Solamente que, esta vez, la imagen viene acompañada de fuertes dolores físicos en su cuerpo, de manera que esta asociación provoca en él un rechazo compulsivo a todo estímulo violento.
Lejos de un ser capaz de elección, Alex se nos muestra como víctima de los reflejos condicionados que le imponen y que le incitan tanto a un consumo compulsivo, como a un rechazo visceral de la violencia.
La tercera etapa desarrolla precisamente la condición de víctima de Alex frente a los abusos de una sociedad degradada.

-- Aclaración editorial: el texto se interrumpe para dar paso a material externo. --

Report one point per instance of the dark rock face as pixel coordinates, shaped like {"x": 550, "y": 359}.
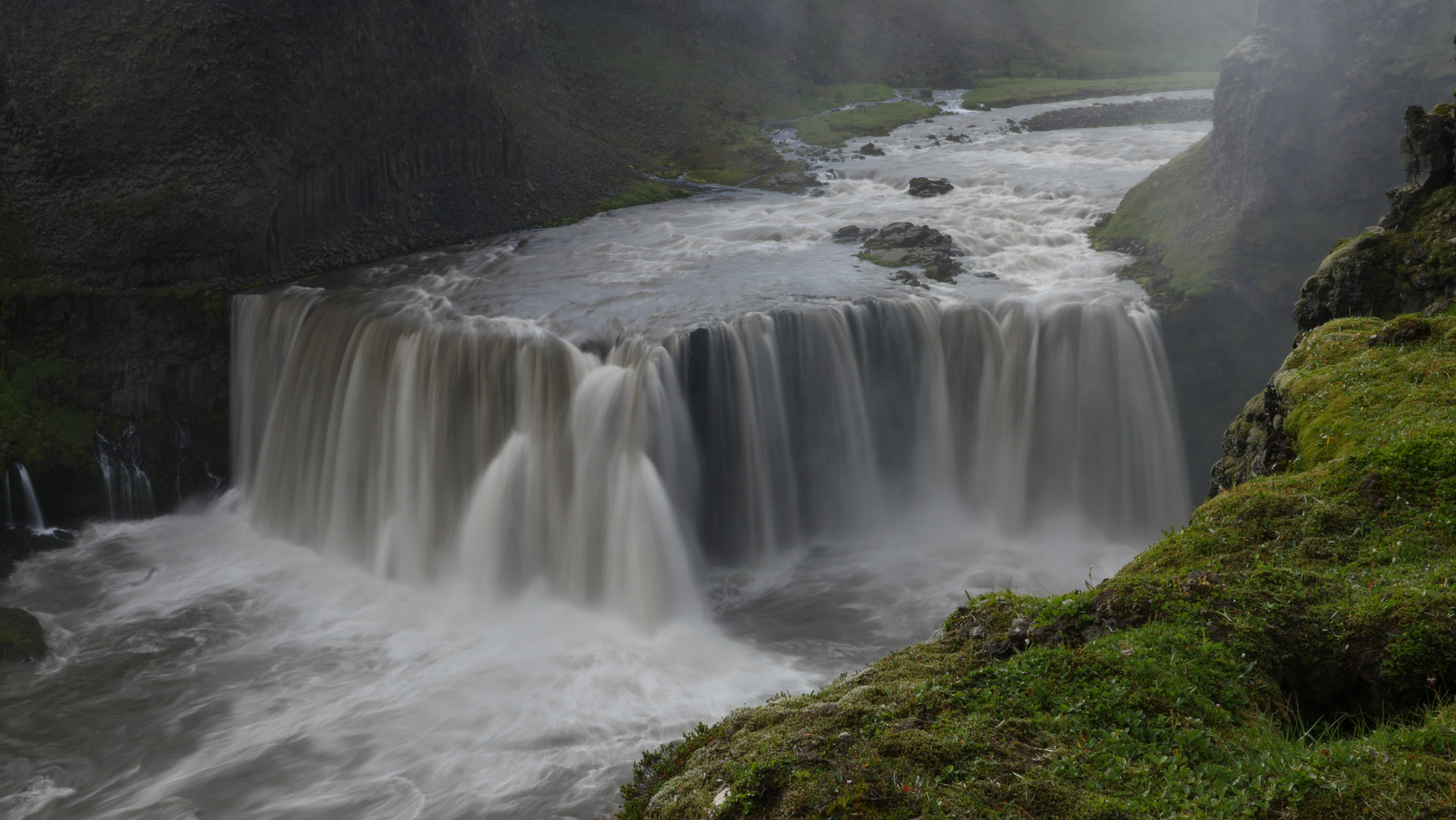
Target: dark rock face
{"x": 153, "y": 361}
{"x": 1255, "y": 443}
{"x": 1305, "y": 118}
{"x": 902, "y": 244}
{"x": 1426, "y": 149}
{"x": 1122, "y": 114}
{"x": 1404, "y": 264}
{"x": 232, "y": 140}
{"x": 21, "y": 637}
{"x": 925, "y": 187}
{"x": 17, "y": 544}
{"x": 791, "y": 181}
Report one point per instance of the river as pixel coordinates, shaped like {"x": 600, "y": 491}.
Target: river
{"x": 513, "y": 512}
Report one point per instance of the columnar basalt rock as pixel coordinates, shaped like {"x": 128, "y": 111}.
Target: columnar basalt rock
{"x": 1405, "y": 264}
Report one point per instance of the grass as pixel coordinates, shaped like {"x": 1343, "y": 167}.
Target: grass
{"x": 1006, "y": 92}
{"x": 824, "y": 98}
{"x": 1289, "y": 653}
{"x": 830, "y": 130}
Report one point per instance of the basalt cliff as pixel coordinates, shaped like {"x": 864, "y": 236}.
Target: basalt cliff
{"x": 1290, "y": 653}
{"x": 1305, "y": 115}
{"x": 157, "y": 158}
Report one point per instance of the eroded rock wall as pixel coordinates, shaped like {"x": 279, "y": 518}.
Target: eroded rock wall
{"x": 1306, "y": 117}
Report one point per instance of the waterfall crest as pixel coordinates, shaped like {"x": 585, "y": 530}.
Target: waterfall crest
{"x": 430, "y": 445}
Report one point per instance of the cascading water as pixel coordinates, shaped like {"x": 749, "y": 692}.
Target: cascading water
{"x": 633, "y": 472}
{"x": 431, "y": 445}
{"x": 33, "y": 504}
{"x": 128, "y": 490}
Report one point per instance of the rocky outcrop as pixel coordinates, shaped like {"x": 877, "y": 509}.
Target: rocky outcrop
{"x": 1305, "y": 118}
{"x": 925, "y": 187}
{"x": 902, "y": 245}
{"x": 1255, "y": 443}
{"x": 1405, "y": 264}
{"x": 157, "y": 158}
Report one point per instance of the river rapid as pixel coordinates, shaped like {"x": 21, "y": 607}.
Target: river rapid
{"x": 510, "y": 513}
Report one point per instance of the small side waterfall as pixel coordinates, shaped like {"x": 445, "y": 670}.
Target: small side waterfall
{"x": 428, "y": 445}
{"x": 33, "y": 504}
{"x": 128, "y": 490}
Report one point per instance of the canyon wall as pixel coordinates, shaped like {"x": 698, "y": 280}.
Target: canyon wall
{"x": 157, "y": 158}
{"x": 1306, "y": 125}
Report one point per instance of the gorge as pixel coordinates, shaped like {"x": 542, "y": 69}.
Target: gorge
{"x": 516, "y": 399}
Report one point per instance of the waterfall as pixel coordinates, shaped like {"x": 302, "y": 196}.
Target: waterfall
{"x": 128, "y": 490}
{"x": 33, "y": 504}
{"x": 430, "y": 445}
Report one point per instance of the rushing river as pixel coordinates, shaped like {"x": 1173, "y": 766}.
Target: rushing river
{"x": 510, "y": 513}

Aquellos que una vez padecieron sus ataques ahora se ensañan con él ante su impotencia, al mismo tiempo que un grupo de oposición trata de inducirle al suicidio (valiéndose de esos reflejos condicionados) para desgastar al gobierno.
Alex (al igual que cualquier otro ciudadano) no es más que un pelele que el gobierno y la oposición manipulan para crear opinión pública y ganar votos.
Finalmente, Alex alcanza una plena integración en la sociedad cuando aprende la lección y se inserta cínicamente en este juego corrupto de intereses y apariencias. En la última escena de la película, Kubrick demuestra con cierto sarcasmo que el proceso de socialización ha sido felizmente consumado.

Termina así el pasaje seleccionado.